“Io ho fondato la mia causa su nulla.” — Max Stirner, L’Unico e la sua proprietà
“Tutti i dharma sono privi di sé.” — Nāgārjuna, Mūlamadhyamakakārikā
1. Due demolitori dell’identità
Max Stirner e Nāgārjuna, separati da secoli e da mondi, condividono un gesto filosofico simile: distruggere le finzioni che imprigionano l’individuo. Stirner lo fa contro le “idee fisse” — Stato, religione, umanità, morale — che alienano l’Unico. Nāgārjuna lo fa contro ogni concetto sostanziale, incluso l’“io”, che considera vuoto di esistenza intrinseca (śūnyatā).
Entrambi rifiutano ogni fondamento assoluto. Ma mentre Stirner afferma l’Unico come centro irriducibile, Nāgārjuna dissolve ogni centro nella rete delle relazioni condizionate.
2. L’io come costruzione
Per Stirner, l’“io” non è un’essenza metafisica, ma una forza vivente, concreta, irripetibile. L’Unico non è definibile: è ciò che si appropria del mondo, che non si lascia catturare da alcuna categoria. L’io è proprietà di sé stesso, non di Dio, della società o della ragione.
Nāgārjuna, invece, smonta l’idea stessa di un io autonomo. Nella sua Via di Mezzo, mostra che ogni cosa — incluso il sé — esiste solo in dipendenza da cause e condizioni (pratītyasamutpāda). L’“io” è un’illusione funzionale, come una fiamma che appare ma non ha sostanza.
3. Libertà o vacuità?
Stirner cerca la libertà dell’Unico, che si emancipa da ogni dovere e si afferma come creatore di senso. Nāgārjuna cerca la liberazione dal sé, che si ottiene comprendendo la vacuità di tutte le cose e abbandonando l’attaccamento.

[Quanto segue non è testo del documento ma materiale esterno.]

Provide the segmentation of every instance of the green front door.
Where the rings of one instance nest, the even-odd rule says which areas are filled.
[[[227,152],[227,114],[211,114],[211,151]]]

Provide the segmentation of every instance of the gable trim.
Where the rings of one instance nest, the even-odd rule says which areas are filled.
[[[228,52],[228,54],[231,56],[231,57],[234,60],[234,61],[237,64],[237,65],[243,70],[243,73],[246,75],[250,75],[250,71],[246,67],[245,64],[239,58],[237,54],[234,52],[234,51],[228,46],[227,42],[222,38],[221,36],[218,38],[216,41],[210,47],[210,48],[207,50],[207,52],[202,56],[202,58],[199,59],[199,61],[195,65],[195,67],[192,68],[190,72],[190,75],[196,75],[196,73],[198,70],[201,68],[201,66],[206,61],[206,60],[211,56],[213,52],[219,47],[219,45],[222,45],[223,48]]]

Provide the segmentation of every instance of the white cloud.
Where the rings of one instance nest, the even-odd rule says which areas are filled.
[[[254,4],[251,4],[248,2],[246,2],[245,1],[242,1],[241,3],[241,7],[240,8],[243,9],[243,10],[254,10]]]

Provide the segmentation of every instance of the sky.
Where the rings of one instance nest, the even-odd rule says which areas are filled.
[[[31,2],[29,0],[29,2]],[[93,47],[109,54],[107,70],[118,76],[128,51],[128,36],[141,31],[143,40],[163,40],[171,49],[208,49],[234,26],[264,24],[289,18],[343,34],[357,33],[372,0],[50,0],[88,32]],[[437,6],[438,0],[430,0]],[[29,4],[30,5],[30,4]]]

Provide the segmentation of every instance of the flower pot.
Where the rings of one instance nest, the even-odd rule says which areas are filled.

- Stirner: “Io sono il nulla da cui io stesso creo tutto.”
- Nāgārjuna: “Non c’è nulla che esista per sé. Tutto è vuoto.”
In entrambi, non c’è un sé da difendere. Ma Stirner lo celebra come potenza irriducibile; Nāgārjuna lo dissolve come illusione da trascendere.
4. Convergenze inattese
Eppure, in questa divergenza, c’è un punto di contatto: entrambi smascherano le costruzioni dell’identità. Entrambi rifiutano ogni autorità esterna che imponga un “dover essere”. Entrambi invitano a guardare con lucidità ciò che si crede reale — e a scoprire che non lo è.
Stirner libera l’individuo da ogni maschera. Nāgārjuna libera l’individuo dall’idea stessa di individuo.
Conclusione – Io, vuoto, libertà
Stirner e Nāgārjuna non si incontrano, ma si sfiorano. Uno afferma l’Unico, l’altro lo svuota. Ma entrambi ci chiedono: chi sei, davvero, quando smetti di crederti ciò che ti hanno detto di essere?
Forse, in quel vuoto, c’è una libertà più profonda di ogni affermazione.